But the market is still getting farmed in one of the most obvious ways possible.
Settlement manipulation on short-term markets (especially BTC 5min) is still wide open.
If you’re actually trading these markets, you’ve seen it:
- Traders build large positions
- Then move BTC (usually via Binance) in the final seconds
- Settlement follows that move
- They cash out, liquidity providers get run over
This isn’t edge-case behavior, it’s consistent and repeatable.
And at this point, more money has been made by manipulators running this play than by actual traders providing real liquidity. They are extracting well above 50k a day in btc 5min alone.
The result:
- Liquidity disappears near settlement
- Serious market makers turn off during these windows
- Retail sees random last-second flips and loses trust
- Market quality degrades
Weekends and low-liquidity periods are especially bad, sometimes borderline untradeable.
One important point here:
Polymarket already uses Chainlink for settlement, which aggregates multiple price feeds.
But in practice, that aggregation is still heavily dominated by Binance, and Binance leads most venues. If you can move Binance a few bips at the right moment, the rest follows. That’s exactly what’s being exploited.
So while the oracle design sounds robust in theory, in reality it’s still very gameable in short time windows.
To be clear: this is a hard problem.
But it’s also a very visible one, and there’s been little real acknowledgment or discussion around it.
There are ways to mitigate it:
- Investigate and ban clearly linked manipulation clusters (many are trackable on-chain)

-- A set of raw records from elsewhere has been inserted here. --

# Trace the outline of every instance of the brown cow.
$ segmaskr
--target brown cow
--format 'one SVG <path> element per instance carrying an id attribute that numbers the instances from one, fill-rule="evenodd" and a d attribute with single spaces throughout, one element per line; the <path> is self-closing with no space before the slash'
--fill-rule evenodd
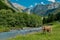
<path id="1" fill-rule="evenodd" d="M 43 26 L 42 30 L 43 30 L 43 33 L 44 32 L 51 32 L 52 31 L 52 27 L 51 26 Z"/>

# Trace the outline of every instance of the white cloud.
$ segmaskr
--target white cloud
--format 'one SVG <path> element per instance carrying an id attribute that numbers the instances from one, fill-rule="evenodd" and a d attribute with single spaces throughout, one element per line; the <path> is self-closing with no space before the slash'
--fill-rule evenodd
<path id="1" fill-rule="evenodd" d="M 44 3 L 44 2 L 41 2 L 41 4 L 45 5 L 45 3 Z"/>
<path id="2" fill-rule="evenodd" d="M 48 1 L 55 2 L 55 0 L 48 0 Z"/>
<path id="3" fill-rule="evenodd" d="M 30 7 L 33 7 L 33 5 L 30 5 Z"/>
<path id="4" fill-rule="evenodd" d="M 16 1 L 18 1 L 18 0 L 16 0 Z"/>
<path id="5" fill-rule="evenodd" d="M 37 3 L 35 3 L 35 5 L 37 5 Z"/>

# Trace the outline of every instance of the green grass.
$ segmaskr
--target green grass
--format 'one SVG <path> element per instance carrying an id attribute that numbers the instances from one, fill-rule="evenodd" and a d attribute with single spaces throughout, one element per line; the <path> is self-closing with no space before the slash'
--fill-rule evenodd
<path id="1" fill-rule="evenodd" d="M 0 32 L 7 32 L 7 31 L 10 31 L 9 27 L 0 26 Z"/>
<path id="2" fill-rule="evenodd" d="M 24 36 L 20 35 L 15 38 L 10 38 L 10 40 L 60 40 L 60 23 L 55 23 L 53 26 L 51 33 L 42 34 L 38 32 Z"/>

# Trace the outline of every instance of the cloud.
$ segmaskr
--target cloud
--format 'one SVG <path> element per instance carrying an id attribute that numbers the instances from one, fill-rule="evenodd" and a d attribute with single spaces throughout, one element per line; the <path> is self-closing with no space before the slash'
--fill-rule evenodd
<path id="1" fill-rule="evenodd" d="M 18 0 L 16 0 L 16 1 L 18 1 Z"/>
<path id="2" fill-rule="evenodd" d="M 41 4 L 45 5 L 45 3 L 44 3 L 44 2 L 41 2 Z"/>
<path id="3" fill-rule="evenodd" d="M 33 7 L 33 5 L 30 5 L 30 8 Z"/>
<path id="4" fill-rule="evenodd" d="M 55 0 L 48 0 L 48 1 L 55 2 Z"/>

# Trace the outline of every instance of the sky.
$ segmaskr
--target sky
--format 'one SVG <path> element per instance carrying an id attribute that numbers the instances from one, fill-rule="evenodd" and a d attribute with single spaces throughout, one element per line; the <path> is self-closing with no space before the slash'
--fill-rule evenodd
<path id="1" fill-rule="evenodd" d="M 45 5 L 50 2 L 60 2 L 60 0 L 10 0 L 10 2 L 18 3 L 25 7 L 33 7 L 33 6 L 37 5 L 38 3 Z"/>

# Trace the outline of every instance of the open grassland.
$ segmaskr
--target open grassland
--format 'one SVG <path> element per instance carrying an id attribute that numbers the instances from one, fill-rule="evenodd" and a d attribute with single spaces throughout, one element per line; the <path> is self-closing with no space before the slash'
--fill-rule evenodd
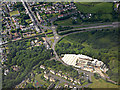
<path id="1" fill-rule="evenodd" d="M 83 13 L 112 13 L 113 3 L 109 2 L 77 2 L 79 11 Z"/>
<path id="2" fill-rule="evenodd" d="M 89 88 L 118 88 L 118 85 L 106 82 L 103 79 L 95 79 L 92 77 L 92 84 L 90 84 L 88 87 Z"/>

- Work with active traders already monitoring this behavior
- Adjust settlement (e.g. short time-weighted averages instead of single-tick pricing)
- Reduce reliance on any single venue dominating price feeds
On time-weighted averages specifically:
Retail often pushes back on this, but I haven’t heard a strong argument for why a short averaging window (e.g. last 30–60s) would be worse than a system that can be flipped in the final seconds.
Right now, the current design is clearly exploitable.
None of these fixes are perfect, but doing nothing isn’t neutral, it actively pushes liquidity out.
And that’s the real issue:
You can’t build durable markets if the participants providing liquidity are structurally at a disadvantage.
I’ve personally tracked multiple large clusters of accounts running this strategy, including linked funding, coordinated behavior, and PnL data.
Happy to share data, examples, and work through potential solutions if the team is open to engaging on this.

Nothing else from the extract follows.